We know the truth now, but back then... |
Starting with the Playstation 2 in 2000, Sony took a risk in selling advanced gaming hardware at a loss. In other words, it cost Sony more to build a PS2 than they sold it for. This was a calculated risk, based on the knowledge that licensing fees from game developers should help make up the difference, and that the market price of components would quickly drop over the next year or two. Sony again made this gamble with the PS3, with some estimates setting the manufacturing cost at over $1000 per unit that sold for $600 apiece. This was less of a gamble, as the PS2 was an enormous hit, and after 12 years, is
still on the retail market.

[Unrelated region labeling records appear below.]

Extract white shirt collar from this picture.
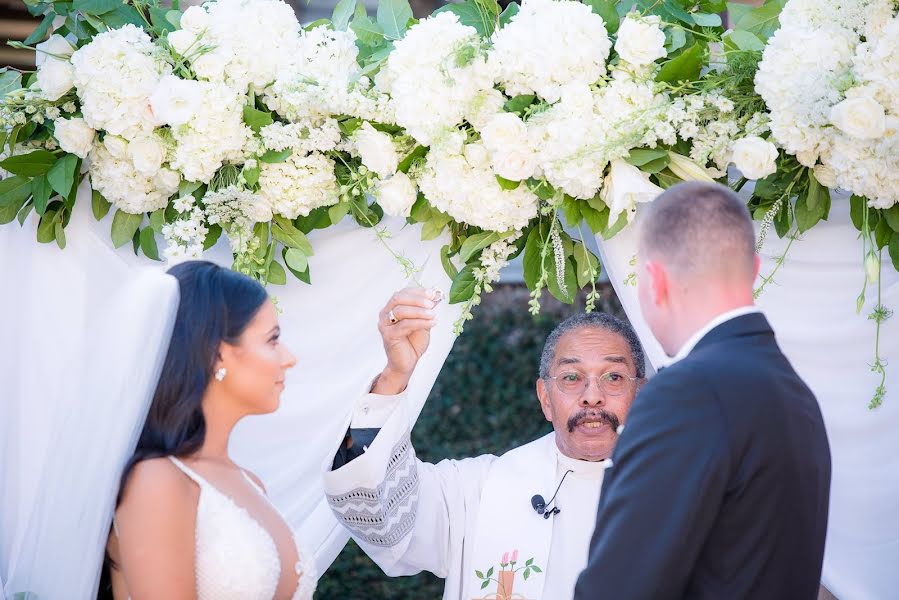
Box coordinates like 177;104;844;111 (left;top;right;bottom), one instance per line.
668;305;762;365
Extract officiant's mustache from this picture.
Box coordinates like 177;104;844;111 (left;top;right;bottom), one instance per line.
568;408;621;433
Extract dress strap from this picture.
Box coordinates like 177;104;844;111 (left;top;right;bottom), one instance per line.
168;456;209;488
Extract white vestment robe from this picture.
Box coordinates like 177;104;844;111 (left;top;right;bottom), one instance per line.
325;394;608;600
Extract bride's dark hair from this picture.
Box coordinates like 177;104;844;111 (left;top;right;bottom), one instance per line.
119;260;268;500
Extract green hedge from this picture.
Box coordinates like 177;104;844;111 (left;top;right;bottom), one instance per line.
316;285;624;600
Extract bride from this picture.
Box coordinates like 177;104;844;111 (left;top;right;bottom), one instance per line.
107;261;316;600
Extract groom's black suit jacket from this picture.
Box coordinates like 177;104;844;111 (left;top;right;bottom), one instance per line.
575;313;830;600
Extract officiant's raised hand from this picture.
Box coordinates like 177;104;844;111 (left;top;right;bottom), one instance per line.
371;287;443;395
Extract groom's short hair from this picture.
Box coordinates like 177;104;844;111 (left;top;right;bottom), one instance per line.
540;312;646;379
640;181;755;277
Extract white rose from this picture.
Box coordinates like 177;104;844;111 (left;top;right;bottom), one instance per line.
376;172;418;217
732;135;777;179
128;136;165;177
181;6;209;35
615;15;666;66
191;51;228;81
103;135;128;160
37;57;75;102
481;113;537;181
153;168;181;195
150;75;203;127
600;159;664;225
830;98;886;140
34;33;75;67
53;118;96;158
353;122;400;177
815;165;837;188
166;29;197;56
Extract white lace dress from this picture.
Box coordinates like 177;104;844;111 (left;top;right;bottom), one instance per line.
169;456;316;600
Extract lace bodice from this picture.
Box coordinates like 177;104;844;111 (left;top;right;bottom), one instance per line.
169;456;316;600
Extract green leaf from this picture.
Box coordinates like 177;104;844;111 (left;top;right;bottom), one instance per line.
690;13;721;27
350;14;384;46
0;175;31;207
503;95;537;115
31;175;52;215
440;244;459;279
495;175;521;190
259;148;293;164
450;265;476;304
459;231;502;263
874;219;899;248
243;106;274;133
37;210;57;244
91;190;112;221
331;0;356;31
656;42;706;83
880;204;899;231
110;210;144;248
584;0;621;33
47;154;78;197
140;227;159;260
499;2;521;27
377;0;412;40
849;194;867;231
0;150;57;178
625;148;669;167
396;146;428;173
272;215;315;256
23;10;56;46
574;242;599;288
727;0;787;41
724;29;765;52
266;260;287;285
889;230;899;271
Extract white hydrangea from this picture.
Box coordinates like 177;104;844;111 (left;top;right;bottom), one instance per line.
259;152;340;219
377;12;493;146
490;0;612;102
259;119;340;154
71;25;171;140
90;135;181;214
181;0;300;94
171;81;252;183
418;142;538;231
756;0;899;208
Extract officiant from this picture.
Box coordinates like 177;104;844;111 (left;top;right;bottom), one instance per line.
325;288;645;600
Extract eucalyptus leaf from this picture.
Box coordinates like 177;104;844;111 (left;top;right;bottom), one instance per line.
110;210;144;248
449;265;477;304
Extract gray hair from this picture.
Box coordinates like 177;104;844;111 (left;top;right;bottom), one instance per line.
540;312;646;379
640;181;755;277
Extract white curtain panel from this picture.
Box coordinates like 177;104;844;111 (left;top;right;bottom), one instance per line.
597;196;899;600
0;184;459;599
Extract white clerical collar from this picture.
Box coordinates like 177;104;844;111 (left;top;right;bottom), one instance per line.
556;448;612;479
668;305;762;365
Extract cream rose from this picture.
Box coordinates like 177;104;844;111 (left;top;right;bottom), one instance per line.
353;122;400;177
830;98;886;140
53;117;96;158
128;135;166;177
731;135;777;179
600;159;664;225
481;113;537;181
615;15;667;66
376;172;418;217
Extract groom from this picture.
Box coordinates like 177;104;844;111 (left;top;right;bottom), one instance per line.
575;183;830;600
325;300;644;600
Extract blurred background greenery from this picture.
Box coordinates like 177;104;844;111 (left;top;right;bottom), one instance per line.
315;284;625;600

That's incredible staying power for an electronic device in this age. The truth of the matter is that, if the product is successful, profit will be made on software
and hardware for the majority of the device's lifecycle. Sony has been making profits on every PS2 and PS3 made for years now. Apple makes
hundreds of dollars on every iPhone sold, on top of
30% of every app sold.
Apple was making the same "gamble". It wasn't a gamble though - Apple already knew it had a healthy fire burning, and the iPhone was a near-guarantee to stoke the blaze higher than ever before. At the time of Dvorak's article, it wasn't yet clear that Apple was banking on the iPhone's App Store (again, software, not hardware) being the big money maker. What we did know at this time was that Apple could do no wrong. Their product ideas, with the exception of the cube, had all been successful, and their one non-PC gamble was the most successful of all. There was every reason to expect another non-PC revolution with the iPhone. With the media player market already in the bag, Apple knew what they were doing, knew how to make a mobile device, and knew how to
sell it.
And they did. Sorry, John.
UPDATE: A pre-iPhone release
Bloomberg story has been making the rounds. Its author comes to similar conclusions to Dvorak's, though for different reasons.